I’ve said that I don’t think Paul comes out of this story particularly well, but that’s a little unfair. It was, after all, Paul who wrote one of my favourite lines of all Scripture in his letter to the Galatians: ‘There is no longer Jew or Greek, there is no longer slave or free, there is no longer male and female; for all of you are one in Christ Jesus.’ (Galatians 3.28) This story epitomises that verse, in the encounter between Paul, a free Jewish male, and the Macedonian slave girl. I don’t think there is any doubt that the spirit came out of her when Paul commanded it in the name of Jesus Christ because Paul and the slave girl were of equal importance and worth in the sight of the Most High God. That continues to be true today. The poor and oppressed are as valued and loved by God as the wealthy and free. And so they are to be as valued and loved by the church.

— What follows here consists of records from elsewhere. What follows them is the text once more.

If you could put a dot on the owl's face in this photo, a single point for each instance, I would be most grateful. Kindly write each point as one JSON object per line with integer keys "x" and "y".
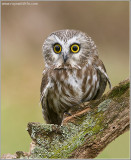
{"x": 66, "y": 48}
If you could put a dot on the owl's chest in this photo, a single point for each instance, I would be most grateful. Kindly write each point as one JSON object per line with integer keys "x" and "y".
{"x": 67, "y": 83}
{"x": 71, "y": 87}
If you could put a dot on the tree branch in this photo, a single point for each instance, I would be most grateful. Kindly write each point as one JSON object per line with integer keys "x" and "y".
{"x": 87, "y": 132}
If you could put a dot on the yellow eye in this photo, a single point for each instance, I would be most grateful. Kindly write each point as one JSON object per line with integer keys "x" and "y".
{"x": 57, "y": 48}
{"x": 75, "y": 48}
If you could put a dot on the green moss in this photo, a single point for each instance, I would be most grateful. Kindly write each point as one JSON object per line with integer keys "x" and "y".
{"x": 72, "y": 136}
{"x": 103, "y": 106}
{"x": 118, "y": 91}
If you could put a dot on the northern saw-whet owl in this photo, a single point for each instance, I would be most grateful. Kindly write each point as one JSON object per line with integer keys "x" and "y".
{"x": 73, "y": 73}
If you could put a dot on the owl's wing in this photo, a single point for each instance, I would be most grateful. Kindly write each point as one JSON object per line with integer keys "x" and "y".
{"x": 49, "y": 115}
{"x": 103, "y": 78}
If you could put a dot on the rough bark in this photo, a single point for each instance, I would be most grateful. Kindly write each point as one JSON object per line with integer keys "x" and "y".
{"x": 87, "y": 132}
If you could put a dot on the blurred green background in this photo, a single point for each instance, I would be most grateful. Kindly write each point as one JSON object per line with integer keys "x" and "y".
{"x": 24, "y": 29}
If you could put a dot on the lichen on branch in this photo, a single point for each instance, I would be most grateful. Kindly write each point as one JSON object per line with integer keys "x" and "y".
{"x": 87, "y": 132}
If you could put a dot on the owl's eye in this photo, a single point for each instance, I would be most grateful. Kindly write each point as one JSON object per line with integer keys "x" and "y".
{"x": 57, "y": 48}
{"x": 75, "y": 48}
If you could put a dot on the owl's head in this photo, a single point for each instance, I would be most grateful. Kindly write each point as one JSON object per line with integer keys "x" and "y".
{"x": 68, "y": 48}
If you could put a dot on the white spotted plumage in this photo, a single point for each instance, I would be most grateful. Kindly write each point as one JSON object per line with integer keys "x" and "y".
{"x": 82, "y": 77}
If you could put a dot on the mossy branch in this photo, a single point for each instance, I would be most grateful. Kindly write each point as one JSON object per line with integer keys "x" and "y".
{"x": 87, "y": 132}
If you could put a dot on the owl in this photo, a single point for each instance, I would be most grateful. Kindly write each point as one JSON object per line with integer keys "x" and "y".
{"x": 73, "y": 73}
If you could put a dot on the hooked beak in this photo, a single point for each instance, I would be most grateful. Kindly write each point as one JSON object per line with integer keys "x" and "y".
{"x": 65, "y": 57}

This is why it is the role of the church to continue to ‘trouble the city’ as Elenie called her workshop. The city is not particularly troubled when the church cares for the poor and hungry and sick. But the city is very much troubled when the church advocates with and on behalf of the poor and hungry and sick. As Dom Helder Camara, a Brazilian archbishop, said: ‘When I give food to the poor, they call me a saint. When I ask why the poor have no food, they call me a communist.’ As Paul and Silas found, challenge the economic system and you may find yourself accused of undermining society. After the recent Budget, which told us that the most important things in the world are ‘jobs and growth, jobs and growth’ the churches can be sure that we will be accused of undermining society when we argue that companies need to pay corporate taxes and that it’s more important to have the money to pay for health and education than to have tax cuts. We’ll definitely be accused of disturbing the city when we argue that overseas aid is more vital to a nation’s health than submarines! But we can be glad that while we’re following in the footsteps of Paul and Silas it is very unlikely that we’ll end up beaten and imprisoned for it.

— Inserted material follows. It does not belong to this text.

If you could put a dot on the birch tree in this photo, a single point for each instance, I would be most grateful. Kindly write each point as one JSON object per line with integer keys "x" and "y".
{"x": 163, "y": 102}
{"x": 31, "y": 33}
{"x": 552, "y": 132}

There’s one last point I want to make. In this story one of the major characters is a slave girl and, as I’ve said, Luke’s concern is with her exploitation, not with the fact that she’s a slave. She ends the story free of possession, but still enslaved. Because the various authors of the Bible took slavery for granted, it took the church literally centuries to realise that slavery was wrong, completely contrary to God’s vision for humanity. But as Martin Luther King said, as I quoted last time I preached: ‘The arc of the moral universe is long, but it bends towards justice.’ The church eventually realised that slavery was wrong, and after two centuries of advocacy by Christians it was finally made illegal. Whenever we find ourselves tired and frustrated by injustice in the world, remember the story of the campaign against slavery. It may take centuries, but justice will ultimately defeat injustice. We know that, because the Most High God is on the side of justice. As we disturb the city, we can rely on that. Thanks be to God. Amen.